Security Experts Advocate for Keyless CI/CD Pipelines
Recent guidance for MLOps teams emphasizes a shift toward more secure, keyless CI/CD pipelines. One podcast explained how to use GitHub Actions with OpenID Connect (OIDC) and AWS IAM Roles to replace static credentials with temporary, short-lived tokens. This method reduces the security risk of a breach by scoping permissions to individual workflows.

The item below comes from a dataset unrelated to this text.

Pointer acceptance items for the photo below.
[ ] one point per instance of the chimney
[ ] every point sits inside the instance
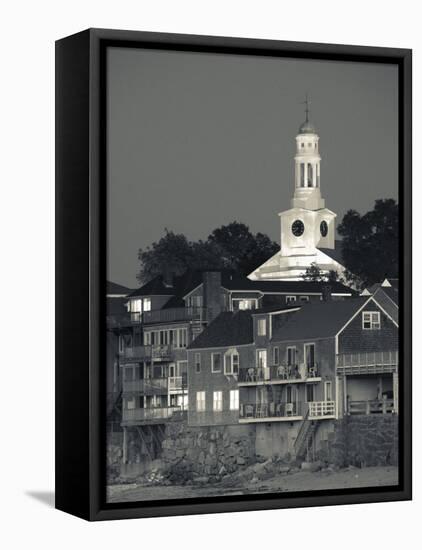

- The push for keyless authentication is a direct response to high-profile supply chain attacks where static, long-lived credentials were stolen from CI/CD systems. In one notable incident, attackers compromised CodeCov's bash uploader script, allowing them to steal secrets from their customers' pipelines. - OpenID Connect (OIDC) is an identity layer built on top of the OAuth 2.0 protocol. It allows CI/CD jobs, like those in GitHub Actions or CircleCI, to authenticate with cloud providers such as AWS, GCP, and Azure without needing to store static API keys or secrets. - The keyless workflow involves the CI/CD platform signing a JSON Web Token (JWT) and making it available to the job. The job then presents this short-lived token to the cloud provider, which verifies its authenticity and, in return, grants temporary credentials with scoped permissions. - This method helps solve the "secret zero" problem, where a pipeline needs an initial secret just to authenticate to a vault or secret manager to retrieve other secrets. Tools like HashiCorp Vault can be configured to trust the OIDC tokens issued by CI/CD platforms, eliminating the need for a pre-existing static credential. - The OIDC token itself contains claims with information about the pipeline, such as the repository, workflow path, and the user who triggered the job, which enables granular access control. For example, an IAM role in AWS can be configured to only trust tokens originating from a specific GitHub repository and workflow. - Beyond authentication, the concept extends to "keyless signing" for artifacts using ephemeral keys. Projects like Sigstore, integrated with platforms like GitLab, allow for signing container images with temporary keys, simplifying key management and improving the security of the software supply chain. - Adopting keyless methods aligns with the principle of least privilege, a core tenet of Zero Trust security. By issuing temporary, narrowly-scoped credentials for each specific job, it significantly reduces the attack surface compared to long-lived, often over-permissioned, static secrets. - The implementation of OIDC is supported across major CI/CD platforms and cloud providers. CircleCI, for example, makes an OIDC token available to jobs which can be presented to cloud providers that have been configured to trust CircleCI's OIDC provider URL.